幼なじみは狐の子。〜黒白王子の三角関係が始動する〜




「恋!」


 声がして振り向くと宗介が居た。

 怒り半分呆れ半分、といった表情で、宗介も新聞を眺めている。


「あの人達、二人三脚の報道してないよ。」


 恋が言った。



「だね。きっと三角関係が面白いんだ。ネタにされたね。」

「されたねで済むかよ。はああ?。何だよこれ。

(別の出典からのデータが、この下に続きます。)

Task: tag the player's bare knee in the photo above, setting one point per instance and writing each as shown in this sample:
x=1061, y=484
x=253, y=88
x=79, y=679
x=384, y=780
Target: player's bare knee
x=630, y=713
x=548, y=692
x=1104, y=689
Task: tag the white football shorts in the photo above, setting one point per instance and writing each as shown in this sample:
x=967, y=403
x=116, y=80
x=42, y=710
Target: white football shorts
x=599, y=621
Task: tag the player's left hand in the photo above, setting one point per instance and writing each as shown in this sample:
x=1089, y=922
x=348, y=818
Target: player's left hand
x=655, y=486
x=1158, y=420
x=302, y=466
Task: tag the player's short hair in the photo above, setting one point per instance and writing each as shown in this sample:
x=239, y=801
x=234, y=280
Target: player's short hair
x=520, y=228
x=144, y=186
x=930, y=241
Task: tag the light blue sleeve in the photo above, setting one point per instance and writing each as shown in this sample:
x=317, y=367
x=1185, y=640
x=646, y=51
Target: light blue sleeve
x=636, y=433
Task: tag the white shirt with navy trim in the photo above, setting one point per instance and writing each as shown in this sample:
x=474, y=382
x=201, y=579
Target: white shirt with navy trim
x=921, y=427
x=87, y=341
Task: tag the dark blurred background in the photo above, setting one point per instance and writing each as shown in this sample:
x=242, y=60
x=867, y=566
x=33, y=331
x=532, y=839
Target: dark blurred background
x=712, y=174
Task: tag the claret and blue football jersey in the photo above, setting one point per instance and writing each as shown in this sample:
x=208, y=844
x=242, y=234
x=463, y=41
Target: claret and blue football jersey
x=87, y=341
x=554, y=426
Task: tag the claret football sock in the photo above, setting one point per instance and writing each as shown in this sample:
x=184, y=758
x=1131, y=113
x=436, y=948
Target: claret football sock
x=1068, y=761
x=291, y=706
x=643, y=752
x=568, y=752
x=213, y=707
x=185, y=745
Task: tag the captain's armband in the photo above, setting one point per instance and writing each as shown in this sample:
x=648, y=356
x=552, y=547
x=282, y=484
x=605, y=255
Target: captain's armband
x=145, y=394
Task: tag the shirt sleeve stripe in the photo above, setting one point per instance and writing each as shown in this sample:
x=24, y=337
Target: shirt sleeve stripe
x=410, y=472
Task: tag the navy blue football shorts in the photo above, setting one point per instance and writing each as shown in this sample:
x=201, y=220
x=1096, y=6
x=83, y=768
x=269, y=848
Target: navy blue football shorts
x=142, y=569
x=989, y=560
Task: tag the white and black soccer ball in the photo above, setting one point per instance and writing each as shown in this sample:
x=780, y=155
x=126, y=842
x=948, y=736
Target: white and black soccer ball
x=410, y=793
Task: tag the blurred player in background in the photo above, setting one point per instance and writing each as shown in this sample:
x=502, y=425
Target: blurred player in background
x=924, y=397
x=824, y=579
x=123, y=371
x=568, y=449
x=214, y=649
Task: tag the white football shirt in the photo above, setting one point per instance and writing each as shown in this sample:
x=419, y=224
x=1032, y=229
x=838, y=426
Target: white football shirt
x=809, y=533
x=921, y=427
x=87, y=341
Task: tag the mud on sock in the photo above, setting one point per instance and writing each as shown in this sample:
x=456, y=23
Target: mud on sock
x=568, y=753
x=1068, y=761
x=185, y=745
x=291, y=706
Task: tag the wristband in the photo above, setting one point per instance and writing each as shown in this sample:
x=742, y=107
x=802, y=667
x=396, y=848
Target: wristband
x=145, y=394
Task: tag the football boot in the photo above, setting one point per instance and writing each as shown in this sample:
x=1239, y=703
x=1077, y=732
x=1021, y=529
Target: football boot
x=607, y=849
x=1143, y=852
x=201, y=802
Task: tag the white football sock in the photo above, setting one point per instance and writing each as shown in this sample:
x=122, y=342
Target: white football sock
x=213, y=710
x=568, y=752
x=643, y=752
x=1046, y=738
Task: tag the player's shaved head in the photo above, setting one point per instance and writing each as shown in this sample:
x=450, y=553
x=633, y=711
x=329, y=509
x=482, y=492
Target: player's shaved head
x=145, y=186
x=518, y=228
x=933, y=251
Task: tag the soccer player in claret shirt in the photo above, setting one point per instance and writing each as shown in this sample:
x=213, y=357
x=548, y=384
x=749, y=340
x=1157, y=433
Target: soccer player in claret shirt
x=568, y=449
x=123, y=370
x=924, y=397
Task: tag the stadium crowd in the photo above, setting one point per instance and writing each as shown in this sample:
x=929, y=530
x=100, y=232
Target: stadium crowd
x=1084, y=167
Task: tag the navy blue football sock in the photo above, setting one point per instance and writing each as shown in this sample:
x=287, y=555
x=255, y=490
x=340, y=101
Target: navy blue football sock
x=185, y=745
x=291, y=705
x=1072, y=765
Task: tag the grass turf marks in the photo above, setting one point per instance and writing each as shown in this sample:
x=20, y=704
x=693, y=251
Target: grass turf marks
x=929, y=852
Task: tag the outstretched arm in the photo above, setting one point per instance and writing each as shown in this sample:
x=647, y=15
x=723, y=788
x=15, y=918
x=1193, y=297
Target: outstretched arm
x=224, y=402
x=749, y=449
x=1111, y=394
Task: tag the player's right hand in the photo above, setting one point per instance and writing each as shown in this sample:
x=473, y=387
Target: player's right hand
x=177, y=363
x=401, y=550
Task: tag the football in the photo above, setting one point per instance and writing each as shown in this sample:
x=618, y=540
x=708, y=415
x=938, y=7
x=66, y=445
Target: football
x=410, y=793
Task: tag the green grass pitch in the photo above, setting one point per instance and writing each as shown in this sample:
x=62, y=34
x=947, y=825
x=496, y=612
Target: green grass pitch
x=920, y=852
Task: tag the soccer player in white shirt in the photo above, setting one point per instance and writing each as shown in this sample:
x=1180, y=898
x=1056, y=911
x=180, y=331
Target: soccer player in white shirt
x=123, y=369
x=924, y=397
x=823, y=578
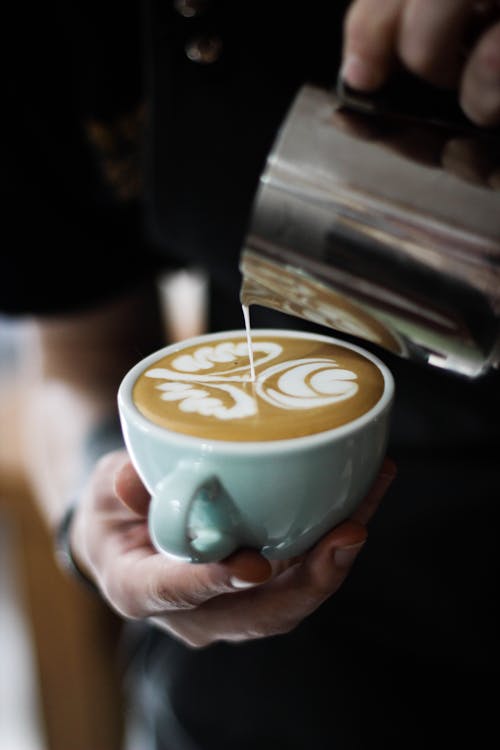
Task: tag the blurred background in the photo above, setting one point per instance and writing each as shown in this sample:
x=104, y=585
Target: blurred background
x=60, y=671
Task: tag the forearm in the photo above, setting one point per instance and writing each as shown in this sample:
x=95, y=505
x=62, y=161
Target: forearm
x=72, y=403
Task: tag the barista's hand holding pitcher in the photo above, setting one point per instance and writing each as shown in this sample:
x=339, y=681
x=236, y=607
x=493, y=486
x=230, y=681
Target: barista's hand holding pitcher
x=241, y=598
x=450, y=43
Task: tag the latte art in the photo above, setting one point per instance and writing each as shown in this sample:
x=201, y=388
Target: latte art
x=302, y=386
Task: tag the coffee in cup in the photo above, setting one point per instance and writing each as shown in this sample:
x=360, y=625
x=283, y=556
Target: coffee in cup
x=302, y=386
x=271, y=463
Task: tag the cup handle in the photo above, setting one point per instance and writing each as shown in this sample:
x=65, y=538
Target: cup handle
x=192, y=516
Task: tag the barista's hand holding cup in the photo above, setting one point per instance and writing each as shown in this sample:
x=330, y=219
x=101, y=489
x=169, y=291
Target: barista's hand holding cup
x=271, y=464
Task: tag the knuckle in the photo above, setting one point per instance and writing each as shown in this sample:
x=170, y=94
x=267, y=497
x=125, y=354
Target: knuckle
x=120, y=595
x=161, y=592
x=269, y=627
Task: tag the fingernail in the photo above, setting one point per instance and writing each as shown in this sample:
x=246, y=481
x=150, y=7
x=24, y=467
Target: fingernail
x=345, y=556
x=238, y=583
x=357, y=73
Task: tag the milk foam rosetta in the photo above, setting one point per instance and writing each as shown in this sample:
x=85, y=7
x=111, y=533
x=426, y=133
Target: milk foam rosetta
x=302, y=386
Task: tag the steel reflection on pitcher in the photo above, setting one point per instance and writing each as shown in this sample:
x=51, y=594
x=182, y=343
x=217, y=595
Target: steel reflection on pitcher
x=361, y=225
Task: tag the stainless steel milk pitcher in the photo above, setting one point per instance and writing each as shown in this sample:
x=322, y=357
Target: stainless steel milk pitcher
x=382, y=227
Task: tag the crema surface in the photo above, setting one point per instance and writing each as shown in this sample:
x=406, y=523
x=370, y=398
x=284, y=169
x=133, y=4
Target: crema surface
x=302, y=386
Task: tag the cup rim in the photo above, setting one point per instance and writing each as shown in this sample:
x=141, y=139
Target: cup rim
x=127, y=407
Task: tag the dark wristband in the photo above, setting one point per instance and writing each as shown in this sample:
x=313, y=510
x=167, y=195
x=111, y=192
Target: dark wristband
x=64, y=555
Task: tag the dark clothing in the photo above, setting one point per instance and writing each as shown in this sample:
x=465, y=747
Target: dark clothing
x=405, y=655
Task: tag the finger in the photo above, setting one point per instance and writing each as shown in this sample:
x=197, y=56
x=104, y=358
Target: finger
x=129, y=488
x=143, y=583
x=480, y=85
x=370, y=39
x=431, y=38
x=280, y=604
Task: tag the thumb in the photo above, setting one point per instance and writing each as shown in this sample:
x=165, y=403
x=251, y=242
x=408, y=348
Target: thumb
x=130, y=489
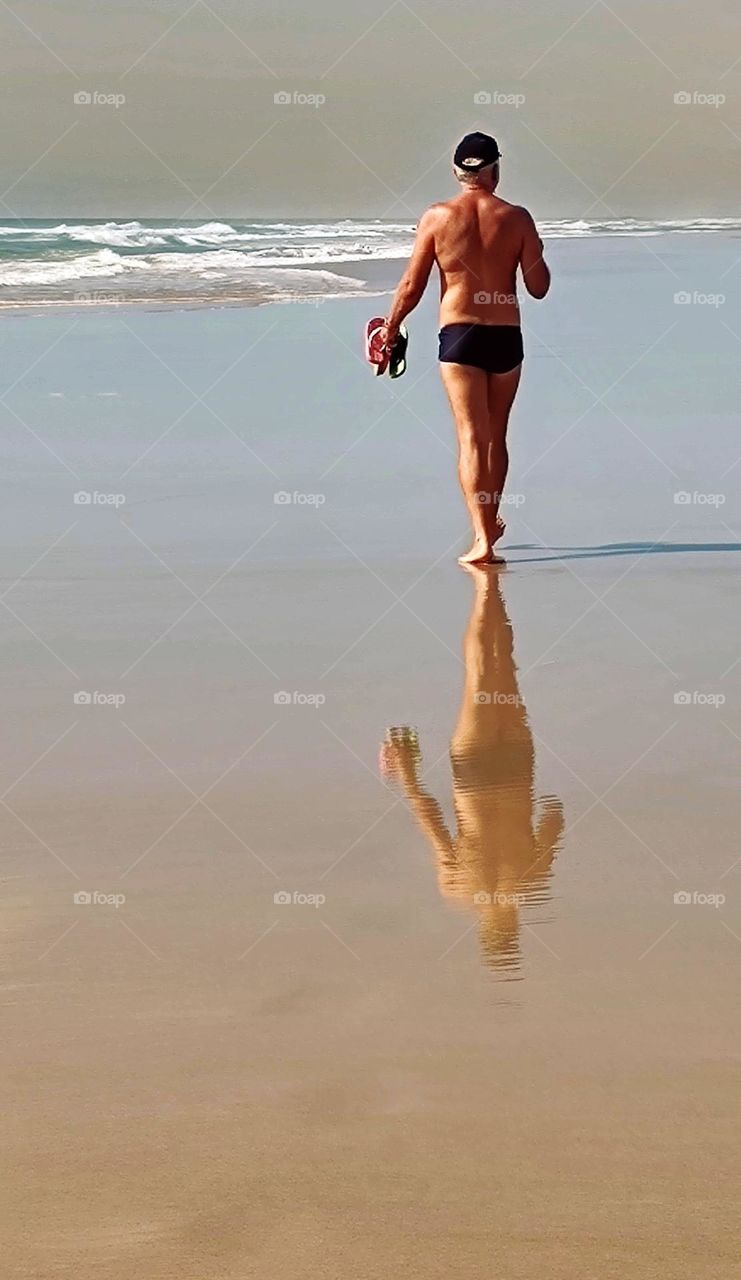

」



 理央の言葉に宗介が言うと、教室の戸を開けて中から美風が出てきた。

 新聞を見ている3人の近くまで来てから、美風は一面記事に貼られた自分の写真に気づいて眉をひそめた。



「何だよ、これ。」

「こんな風にされるなんて思わなかった。」



 宗介が言うと後ろから声がした。


「西中新聞部の一面記事、楽しんで貰えてるかしら?」


 振り向くと伊鞠がポーズを取って立っていた。
 隣に居た桂香が、カメラを取り出して、壁新聞の前に居る恋にすかさずシャッターを切った。


「……自分の写真を見る三角関係の頂点」


 桂香が呟いた。



「気分はどう?」

「最悪ですよ」



 伊鞠に向かって宗介が怒り笑いで言った。



「ほんっと。三角関係の報道って、あんたら何考えてんですか。馬鹿なんですか。そもそもこういう新聞は学校で禁止すべきだろ。」

「私達はね」



 伊鞠が言葉を切った。



「注目される記事を書きたいのよ。それには美男美女のゴシップが一番。」

「最低」


 
 さっきから記事を目で追っていた美風が言った。



「ほとんど僕と新田さんと上野の事しか書かれてない。これじゃあ僕達、学校中の晒し者じゃないか」

「スターと捉えなさい」



 伊鞠が言った。


「私達西中新聞部は決めた!。今年はこの三角関係を狙うと!。応援して頂戴」


 廊下をいく生徒がポーズ取った伊鞠にぎょっとして身を引いたが、数名の物好きな生徒達は立ち止まって伊鞠に拍手した。


「するかよばかたれ。」

 
 宗介が怒り笑いで言った。


「僕の事はどうでもいいけど、加納先輩も石巻先輩も、新田さんに今後近づかないでくださいよ。先輩方怪しすぎるんで。普通の人じゃない。」

 
 記事を一通り読んだ美風が言った。



「当たり前。胡乱な新聞部の先輩達に、僕の恋をネタにされてたまるか。迷惑だ。」

「僕の恋って言った!。ネタ発見!」



 パアァと顔を輝かせてガッツポーズした伊鞠にイラッとした表情の宗介。

 伊鞠が拝むポーズをして頼み込んだ。



「お願いお願いこの記事一番人気なのよう」

「僕はどうだっていいけど。笑いものになるのはごめんだ。さて。ちょっとこの新聞剥がしますね。」



 美風がさっそく掲示板の画鋲を抜きながら言った。


「……辞めて」

 
 桂香が呟いてから美風を止めると見せかけてまた、美風に向かってシャッターを切った。